Judge of Madras High Court
- In office 23 March 1998 – 4 September 2001
- Nominated by: M. M. Punchhi
- Appointed by: K. R. Narayanan

Personal details
- Born: 3 August 1951 (age 75) Yalamanchili, Visakhapatnam district, Andhra Pradesh
- Alma mater: Osmania University

= T. Meena Kumari =

Former Chief Justice of Meghalaya High Court

Toom Meena Kumari (born 3 August 1951) is a retired high court judge of India. She was the first Chief Justice of Meghalaya High Court. She previously served as a judge of Andhra Pradesh High Court, Madras High Court and Patna High Court.

== Early life and career ==
Justice T. Meena Kumari was born on 3rd August, 1951. Late Shri Janapareddy Ramakrishna Rao Naidu and late Smt. J. Rajamani were her parents. She hailed from Yalamanchili, Visakhapatnam. She is the granddaughter of late violinist Padmashree Venkateswamy Naidu. After B.Sc. she completed her law degree from Osmania University, Hyderabad, Andhra Pradesh.

She enrolled as an Advocate in Bar Council of Andhra Pradesh and started practicing as an Advocate in High Court of Andhra Pradesh since 7th October, 1976. She worked as a Junior to Shri P. Shiv Shanker, Senior Advocate and former Judge of High Court of Andhra Pradesh, who is her brother-in-law. Her husband Shri Toom Bheemsen is also a practicing Advocate.

She was elevated as Additional Judge of High Court of Andhra Pradesh and was sworn in on 23 February 1998. She was transferred to Madras High Court and has taken charge on 23 March 1998. She became permanent Judge on 17 June 1999. She was repatriated to Andhra Pradesh High Court on 5 September 2001. She was appointed as Acting Chief Justice of Andhra Pradesh High Court from 11 February 2010 to 18 February 2010. Whilst serving as a judge in the Andhra Pradesh High Court, she was involved in the case of T. Muralidhar Rao vs State of Andhra Pradesh 2010 as a member of the seven-judge bench. The case dealt with religion-based reservations, specifically relating to reservations for backward class Muslims. While agreeing with the majority view, which struck down the quota, Justice T. Meena Kumari articulated a separate judgement. She was again transferred to Patna High Court and took oath as a Judge of this court on 27 October 2010.
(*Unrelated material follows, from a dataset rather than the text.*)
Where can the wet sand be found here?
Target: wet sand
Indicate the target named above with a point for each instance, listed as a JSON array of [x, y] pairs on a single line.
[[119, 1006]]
She was appointed as first chief justice of the newly created High Court of Meghalaya. On her appointment as the first Chief Justice of Meghalaya in 2013, she said her first priority would be to set up Fast-Track Courts in the state, as well as to understand the problems of the region and deal with pending cases. However, she was only in the post for five months.

After her retirement as Meghalaya Chief Justice in August 2013, she was appointed Chairperson of the Tamil Nadu State Human Rights Commission in December 2014. The post had been vacant since 2011.